3) Student voices :  Our first instinct, I believe, is usually to think about what use a new tool will have for the teacher .  But seeing how easy Audacity works, my mind drifted to use by the students . Can we turn Audacity over to the students for important purposes?  For instance, I wonder what impact audio discussion board posts would have on the quality of discussion?  Would it increase engagement?  Motivation?  Relatedly, at "Sound Advice," Sherri and Robin introduced us to Audioblogger.com .(***Please note that since the publication of this article, audioblogger has ceased to exist.
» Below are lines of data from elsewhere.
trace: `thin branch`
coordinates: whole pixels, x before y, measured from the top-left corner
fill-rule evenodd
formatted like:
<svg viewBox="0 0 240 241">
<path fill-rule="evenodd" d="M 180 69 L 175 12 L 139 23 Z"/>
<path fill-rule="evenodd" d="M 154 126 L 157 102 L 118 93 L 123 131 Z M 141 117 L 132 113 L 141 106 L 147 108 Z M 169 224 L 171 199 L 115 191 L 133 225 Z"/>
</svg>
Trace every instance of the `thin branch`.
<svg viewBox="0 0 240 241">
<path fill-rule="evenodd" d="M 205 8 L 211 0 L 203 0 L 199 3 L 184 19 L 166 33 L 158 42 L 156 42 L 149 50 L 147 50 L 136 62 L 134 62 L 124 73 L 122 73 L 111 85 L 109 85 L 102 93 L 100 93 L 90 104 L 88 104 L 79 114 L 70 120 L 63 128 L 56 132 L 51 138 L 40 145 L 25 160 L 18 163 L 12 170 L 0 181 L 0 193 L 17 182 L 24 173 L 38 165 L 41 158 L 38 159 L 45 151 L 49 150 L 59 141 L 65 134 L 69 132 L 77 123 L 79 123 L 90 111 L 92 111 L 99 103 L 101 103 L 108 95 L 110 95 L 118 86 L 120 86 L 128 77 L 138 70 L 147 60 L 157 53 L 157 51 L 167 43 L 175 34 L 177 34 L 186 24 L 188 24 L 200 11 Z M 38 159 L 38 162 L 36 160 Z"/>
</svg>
Please see more recent posting in LL Notes about iTunes)   Thought-provoking!   

4) Podcasting:  I don't have an Ipod.  If I said I wanted one or was going to buy one, my family would look for the pod in the cellar (movie-buffs will get that).  One reason I went to the "Sound Advice" workshop, in fact, was to learn about them.  I am intrigued by the mobility angle.  I'm intrigued by the possibility that podcasting might be a way for me to reach out to students who never would take an English course beyond the required first-year courses.  Specifically, I will be thinking about what role the Ipod can play in a new large-enrollment film course for non-English and non-humanities students I'm proposing for the fall.

5) Guest speakers:  As a result of the "Sound Advice" workshop, I added at least one more idea to my list.  It looks like my Fellow tenure is going to run out before I can experiment with the Internet 2 potential for bringing far-flung people together for live participation in class.  But Sherri and Robin introduced us to free phone service through Skype.com , and I plan to see if I can involve "flunged" guest speakers from England and Australia into a course I'm doing this semester.    

Now not all of these ideas might turn out to be effective, but I gotta say that these examples of sound in my sights are keeping the wind in my sails at the moment!